Um ator vetado e outro fofoqueiro

Fiquei um pouco incomodado com o jeito de Murilo Benício articular suas falas, tanto que ele não fez nenhuma novela minha. Nesse aspecto, ele lembrava um pouco James Dean (1931-1955), que murmurava palavras entre os dentes. Mas não tenho problemas pessoais com o Murilo, tanto que se você me perguntar se eu trabalharia com ele hoje, eu diria que sim. Agora, o único profissional que realmente tirei de uma das minhas novelas, depois que a trama foi ao ar, foi o José Lewgoy (1920-2003), que era ótimo, mas causava muitos problemas em uma novela por causa da fofoca. Descobri que ele fazia comentários maldosos nos bastidores, inclusive com o autor, o que acabou prejudicando o clima da novela. Eu escolhi matar seu personagem.

Censura por cenas ‘excessivamente’ sensuais

Quando coloquei no ar a novela Duas Caras, fomos surpreendidos com diversas reclamações sobre o excesso de sensualidade nas cenas de pole dance. Naquela época (era 2007, segundo mandato de Lula), um órgão do Ministério da Justiça, que ainda existe e estipula a classificação etária da programação, deu um ultimato, sem alternativa de recurso. Ou a emissora modificava essas cenas ou a novela, que era às nove, passaria para as 23h. Foi muito tenso, corria o risco de prejudicar o andamento de toda a novela. Acabei optando por criar uma explosão de cabaré onde houvesse pole dancing. Se você me perguntar hoje se acho que foi censura, não estaria sendo honesto se usasse outro termo.

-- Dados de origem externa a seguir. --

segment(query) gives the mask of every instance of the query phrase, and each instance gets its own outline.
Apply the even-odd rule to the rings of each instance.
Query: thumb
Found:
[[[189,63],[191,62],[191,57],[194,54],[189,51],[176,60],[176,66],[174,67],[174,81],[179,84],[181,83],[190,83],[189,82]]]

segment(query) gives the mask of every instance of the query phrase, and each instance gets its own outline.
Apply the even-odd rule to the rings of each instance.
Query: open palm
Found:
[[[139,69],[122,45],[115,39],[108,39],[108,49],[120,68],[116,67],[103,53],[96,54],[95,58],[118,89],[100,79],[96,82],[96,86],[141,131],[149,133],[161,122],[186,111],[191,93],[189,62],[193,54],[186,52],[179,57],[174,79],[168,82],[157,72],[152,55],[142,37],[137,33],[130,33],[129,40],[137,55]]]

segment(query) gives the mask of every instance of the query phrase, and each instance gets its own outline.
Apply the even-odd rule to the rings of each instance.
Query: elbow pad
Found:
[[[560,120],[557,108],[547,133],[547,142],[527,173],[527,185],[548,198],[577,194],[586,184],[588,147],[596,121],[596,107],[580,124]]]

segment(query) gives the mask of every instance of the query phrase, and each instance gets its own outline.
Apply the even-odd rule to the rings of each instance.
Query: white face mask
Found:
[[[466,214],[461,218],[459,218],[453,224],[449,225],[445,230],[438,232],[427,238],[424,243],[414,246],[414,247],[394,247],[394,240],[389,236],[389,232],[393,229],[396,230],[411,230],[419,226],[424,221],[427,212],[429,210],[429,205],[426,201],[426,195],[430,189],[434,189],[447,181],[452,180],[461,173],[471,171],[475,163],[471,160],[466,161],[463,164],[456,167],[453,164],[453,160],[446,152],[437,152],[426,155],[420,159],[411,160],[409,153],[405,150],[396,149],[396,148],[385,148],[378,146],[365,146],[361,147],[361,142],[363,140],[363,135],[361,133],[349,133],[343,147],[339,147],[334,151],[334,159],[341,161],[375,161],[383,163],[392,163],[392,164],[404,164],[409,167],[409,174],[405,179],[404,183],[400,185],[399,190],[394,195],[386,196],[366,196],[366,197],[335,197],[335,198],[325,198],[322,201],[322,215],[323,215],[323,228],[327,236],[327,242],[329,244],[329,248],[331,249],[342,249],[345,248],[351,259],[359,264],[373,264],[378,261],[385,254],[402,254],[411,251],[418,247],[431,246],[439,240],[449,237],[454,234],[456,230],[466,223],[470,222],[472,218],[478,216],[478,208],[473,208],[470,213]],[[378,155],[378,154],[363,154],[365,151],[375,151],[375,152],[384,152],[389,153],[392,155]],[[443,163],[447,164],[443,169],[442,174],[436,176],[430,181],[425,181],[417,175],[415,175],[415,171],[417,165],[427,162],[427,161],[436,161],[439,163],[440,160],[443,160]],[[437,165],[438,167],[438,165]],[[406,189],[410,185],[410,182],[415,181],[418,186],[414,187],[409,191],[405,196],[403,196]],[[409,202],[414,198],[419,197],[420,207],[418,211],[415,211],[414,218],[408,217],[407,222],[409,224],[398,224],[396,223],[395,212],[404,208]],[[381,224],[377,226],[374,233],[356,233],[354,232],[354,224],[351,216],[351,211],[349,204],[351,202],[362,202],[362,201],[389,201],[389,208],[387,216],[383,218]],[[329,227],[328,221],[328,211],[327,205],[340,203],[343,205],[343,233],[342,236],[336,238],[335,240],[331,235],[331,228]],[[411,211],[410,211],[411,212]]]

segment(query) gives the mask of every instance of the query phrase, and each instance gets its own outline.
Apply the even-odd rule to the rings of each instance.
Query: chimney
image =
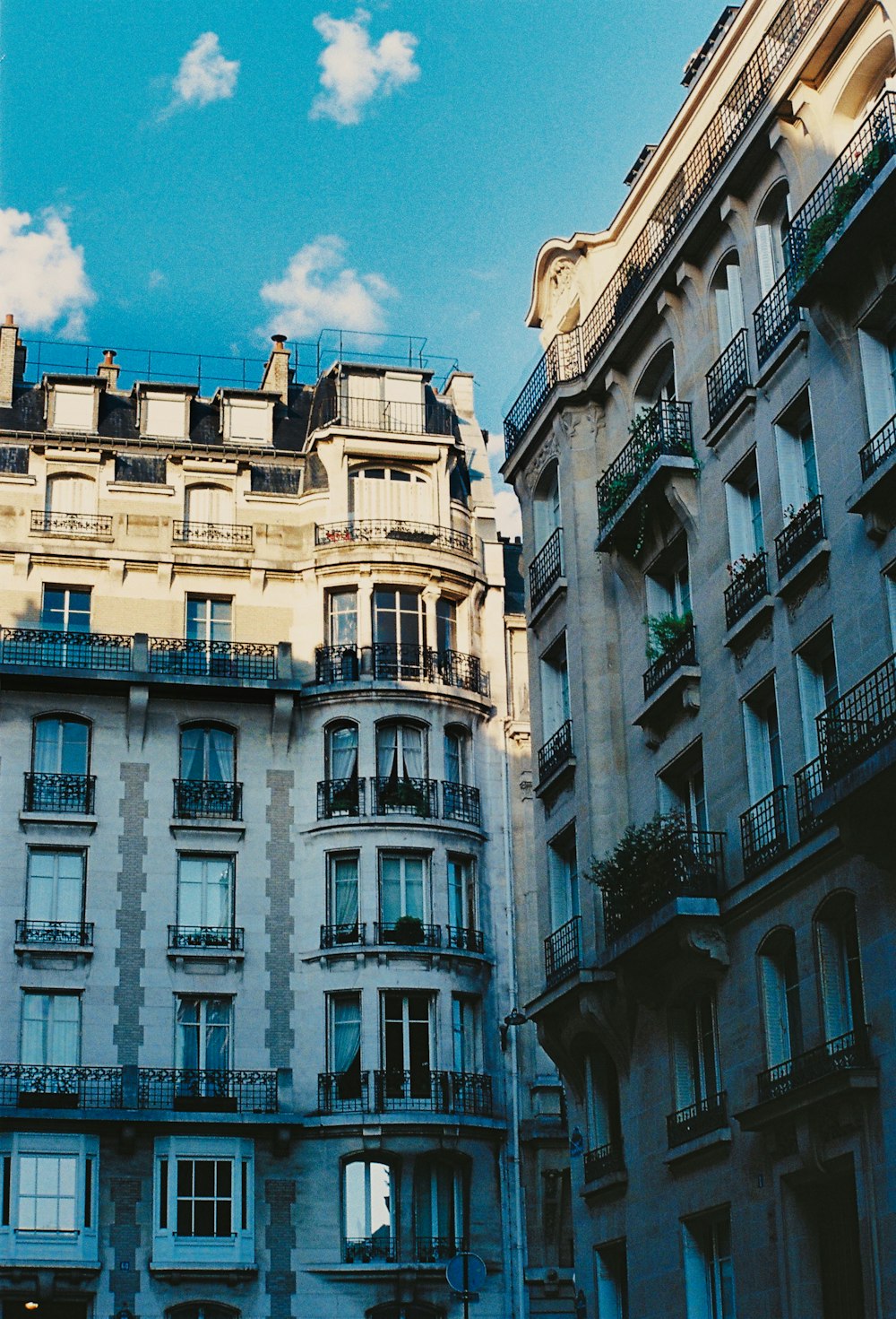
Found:
[[[290,350],[286,347],[285,334],[273,334],[274,347],[270,351],[265,375],[261,380],[262,389],[270,389],[281,396],[285,404],[290,401]]]
[[[119,372],[121,367],[115,364],[115,348],[103,348],[103,360],[96,368],[96,375],[100,380],[104,380],[109,389],[115,389],[119,384]]]
[[[0,326],[0,408],[8,408],[12,402],[12,385],[20,377],[18,367],[18,330],[12,313]],[[22,371],[25,363],[22,361]]]

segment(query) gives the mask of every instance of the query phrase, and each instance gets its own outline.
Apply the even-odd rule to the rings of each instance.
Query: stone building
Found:
[[[896,1312],[895,74],[882,5],[729,7],[535,265],[523,1006],[598,1319]]]
[[[171,360],[0,327],[3,1319],[437,1319],[461,1246],[522,1315],[526,632],[472,377]]]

Novela arquivada e possibilidade de retorno à Globo, mas com condições

Essa história de que a Globo tinha uma novela minha já escrita em seu acervo e optou, no final do ano passado, por arquivá-la, não é verdade. O que aconteceu é que, por meio de um agente, a sinopse de uma nova trama chegou à gestão da Globo. Esta questão ainda está no ar, nada me foi decidido ou comunicado. Depois de tudo que aconteceu eu voltaria a trabalhar na delegacia, sou profissional. Mas, claro, você teria que avaliar as condições. Na minha biografia, sou um autor que só escreveu novelas no horário nobre. No total, são 16. Eu não quebraria essa regra. Agora, além deste romance, tenho mais três com sinopses prontas. Um deles está inclusive em negociação com uma TV de Portugal. Enquanto eu tiver vontade e resistência, continuarei fazendo novelas.